The presence of one indicator alone does not necessarily mean that the student is in distress. However, that is not always the case. It is always important to check on your concerns. That said, the more indicators that are present, the greater the likelihood that the student would benefit from a referral to a personal counsellor.

Student and professor talking
How to respond

Make Contact

  • Talk with the student in person
  • Stay calm and express your concern for the student
  • Listen carefully
  • Take the student seriously
  • Use supportive communication

Supportive Communication

Do

  • Be patient, give the student the opportunity to talk
  • Let the student know you are listening via your verbal and non-verbal responses
  • Set aside your biases
  • Be non-judgemental
  • Determine what the student needs from you

Don't

  • Minimize the student's feelings
  • Express disapproval of the student's thoughts or feelings
  • Ask "why" questions
  • Be defensive or personalize what the student is saying

Be aware of your role and responsibilities

  • Be responsive while maintaining boundaries
  • Be aware of your own limitations
  • Seek consultative support from the CSDC M-F, 9am-5pm, or Keep.meSAFE outside of regular business hours

What to Say

Consider saying “I’m glad you reached out. I can see you are upset and want to ensure you get the support you are looking for. Here are some resources that I believe will be helpful - I really encourage you to use them.

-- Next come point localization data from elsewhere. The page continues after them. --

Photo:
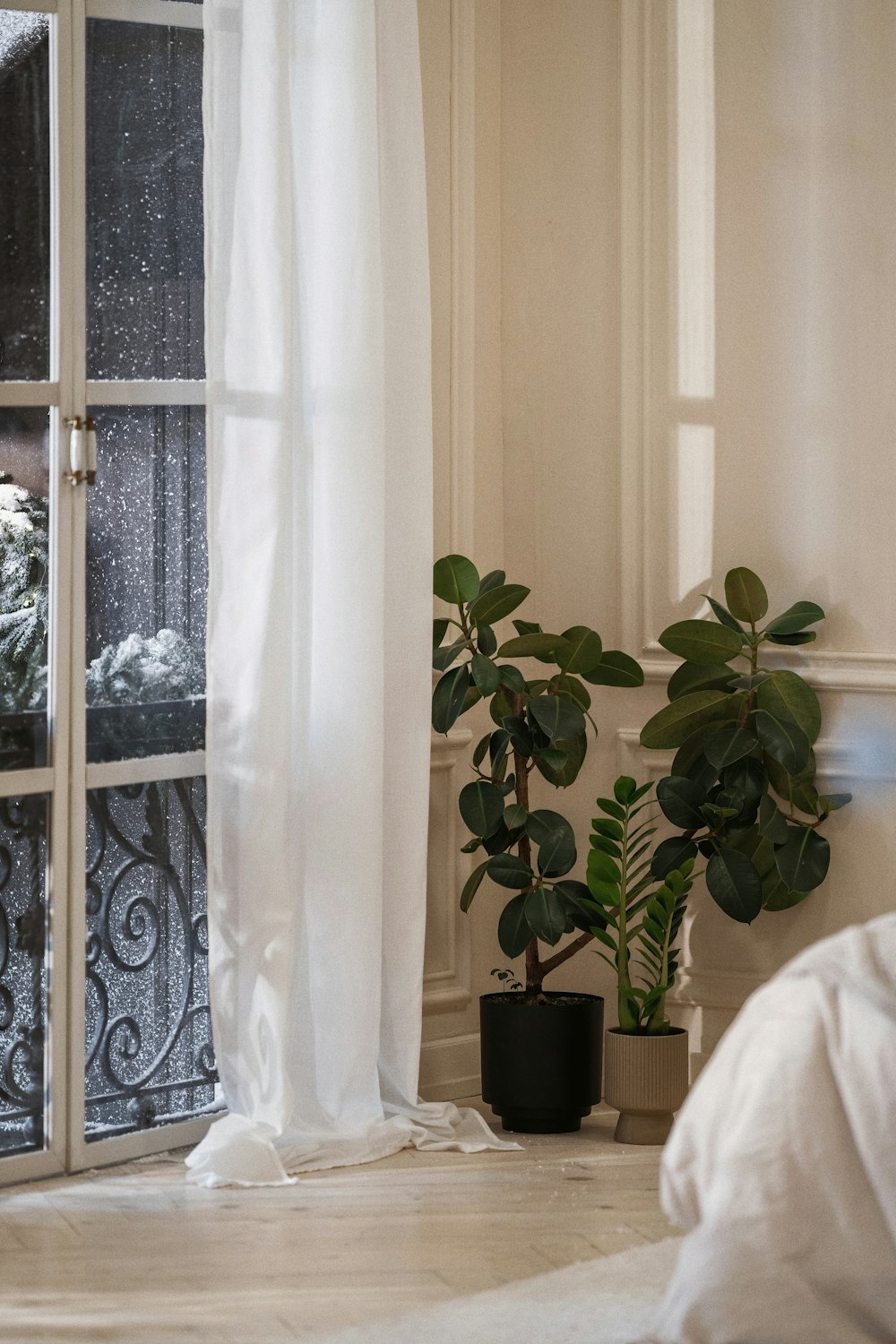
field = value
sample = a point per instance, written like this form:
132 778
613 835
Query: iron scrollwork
150 1055
23 983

If the referral is rejected, do not take it personally. Listen to the student's concerns about seeking help. Normalize the referral process, making it clear that your wanting the student to see a counsellor does not mean that you think that there is something wrong with the student. Emphasize that counselling support at Ryerson is free and easy to access. Keep the lines of communication open.